Amerykanin odgrywał bardzo ważną rolę w MKS-ie. Nie tylko zdobywał pokaźne ilości punktów i pomagał w walce o zbiórkę, ale jego uniwersalność pomagała łatać dziury w składzie na różnych pozycjach.

- Nie jestem graczem podkoszowym tylko obwodowym, ale wiem co masz na myśli. Gram tam, gdzie potrzebuje tego drużyna i zawsze staram się dać z siebie maksa - dodaje zawodnik, który na swoim koncie w bieżącym sezonie notuje średnio 13,2 punktu i 6 zbiórek.

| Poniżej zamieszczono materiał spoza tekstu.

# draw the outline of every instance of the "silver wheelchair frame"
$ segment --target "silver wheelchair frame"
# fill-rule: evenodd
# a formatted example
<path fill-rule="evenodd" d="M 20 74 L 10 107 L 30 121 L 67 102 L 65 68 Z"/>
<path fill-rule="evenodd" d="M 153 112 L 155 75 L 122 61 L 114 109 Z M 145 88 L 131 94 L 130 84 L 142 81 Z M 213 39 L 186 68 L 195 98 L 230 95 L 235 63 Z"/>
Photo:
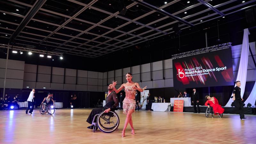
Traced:
<path fill-rule="evenodd" d="M 96 122 L 94 122 L 96 117 L 97 120 Z M 114 111 L 110 111 L 108 113 L 105 113 L 103 111 L 96 115 L 93 117 L 92 123 L 92 125 L 93 125 L 92 132 L 94 132 L 97 130 L 97 125 L 101 132 L 107 133 L 111 133 L 116 130 L 118 130 L 120 123 L 119 117 Z M 107 127 L 110 125 L 111 126 L 111 127 Z"/>
<path fill-rule="evenodd" d="M 207 107 L 205 111 L 205 117 L 208 117 L 210 115 L 210 113 L 212 113 L 212 118 L 213 118 L 213 114 L 214 114 L 214 111 L 213 111 L 213 109 L 212 107 L 210 106 L 210 108 Z M 219 117 L 221 118 L 223 116 L 223 114 L 219 114 L 218 115 Z"/>

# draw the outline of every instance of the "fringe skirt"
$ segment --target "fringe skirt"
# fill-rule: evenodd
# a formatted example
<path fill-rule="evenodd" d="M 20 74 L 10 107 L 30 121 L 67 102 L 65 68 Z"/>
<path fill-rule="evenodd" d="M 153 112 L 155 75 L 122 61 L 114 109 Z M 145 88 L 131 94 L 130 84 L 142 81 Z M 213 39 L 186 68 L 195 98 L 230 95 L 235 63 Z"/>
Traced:
<path fill-rule="evenodd" d="M 133 112 L 135 111 L 134 110 L 136 107 L 136 101 L 135 101 L 135 100 L 127 99 L 125 98 L 123 103 L 124 114 L 127 115 L 128 111 L 130 109 L 133 109 Z"/>

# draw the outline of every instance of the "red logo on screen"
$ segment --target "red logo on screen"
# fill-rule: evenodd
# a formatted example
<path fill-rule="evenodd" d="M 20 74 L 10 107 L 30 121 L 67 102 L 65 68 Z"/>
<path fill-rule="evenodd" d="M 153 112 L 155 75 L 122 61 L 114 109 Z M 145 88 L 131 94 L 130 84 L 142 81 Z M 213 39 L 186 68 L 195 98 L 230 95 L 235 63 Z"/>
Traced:
<path fill-rule="evenodd" d="M 184 68 L 182 69 L 182 70 L 180 71 L 180 68 L 178 69 L 178 74 L 177 74 L 177 75 L 178 75 L 179 77 L 180 78 L 183 78 L 184 77 L 184 76 L 185 76 L 185 74 L 182 72 L 184 70 Z"/>

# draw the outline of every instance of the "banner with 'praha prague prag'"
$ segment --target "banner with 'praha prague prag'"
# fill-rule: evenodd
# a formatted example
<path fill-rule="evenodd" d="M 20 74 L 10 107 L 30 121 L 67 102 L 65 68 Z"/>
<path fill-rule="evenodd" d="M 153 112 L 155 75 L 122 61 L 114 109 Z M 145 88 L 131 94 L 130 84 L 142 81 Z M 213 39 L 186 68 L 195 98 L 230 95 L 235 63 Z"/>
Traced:
<path fill-rule="evenodd" d="M 183 112 L 183 106 L 184 105 L 184 100 L 174 100 L 173 112 Z"/>

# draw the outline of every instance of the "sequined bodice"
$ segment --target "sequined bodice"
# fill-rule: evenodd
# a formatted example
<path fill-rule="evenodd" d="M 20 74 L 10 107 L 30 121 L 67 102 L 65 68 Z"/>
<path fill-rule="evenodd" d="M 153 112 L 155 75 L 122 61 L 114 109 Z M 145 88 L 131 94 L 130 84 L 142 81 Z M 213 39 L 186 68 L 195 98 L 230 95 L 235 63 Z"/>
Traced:
<path fill-rule="evenodd" d="M 124 86 L 124 92 L 125 95 L 129 96 L 135 95 L 136 89 L 132 88 L 133 85 Z"/>
<path fill-rule="evenodd" d="M 45 100 L 46 100 L 46 102 L 47 102 L 47 103 L 49 103 L 49 102 L 50 101 L 50 100 L 51 100 L 51 98 L 48 99 L 48 98 L 47 98 L 47 97 L 46 97 L 45 98 Z"/>

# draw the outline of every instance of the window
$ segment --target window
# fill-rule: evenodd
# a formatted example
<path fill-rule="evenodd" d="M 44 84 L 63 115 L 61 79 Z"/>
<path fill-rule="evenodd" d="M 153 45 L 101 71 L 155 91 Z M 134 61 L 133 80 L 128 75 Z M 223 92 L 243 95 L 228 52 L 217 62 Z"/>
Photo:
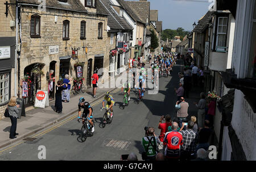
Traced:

Dower nie ma wątpliwości, że z nim w składzie MKS pokonałby w niedzielę PGE Turów Zgorzelec. - Potrzebujemy zwycięstw i jestem pewny, że gdybym zagrał w tym meczu to odnieślibyśmy zwycięstwo! Chłopaki walczyli niesamowicie, ale mamy duże problemy kadrowe. Mam już dość siedzenia, chcę wrócić do gry i pomóc odnosić ważne wygrane! - kończy Dower.

Wydaje się, że zawodnik bardzo szybko wraca do zdrowia po zabiegu i zgodnie z przewidywaniami lekarzy wróci do treningów w przeciągu najbliższych dwóch tygodni.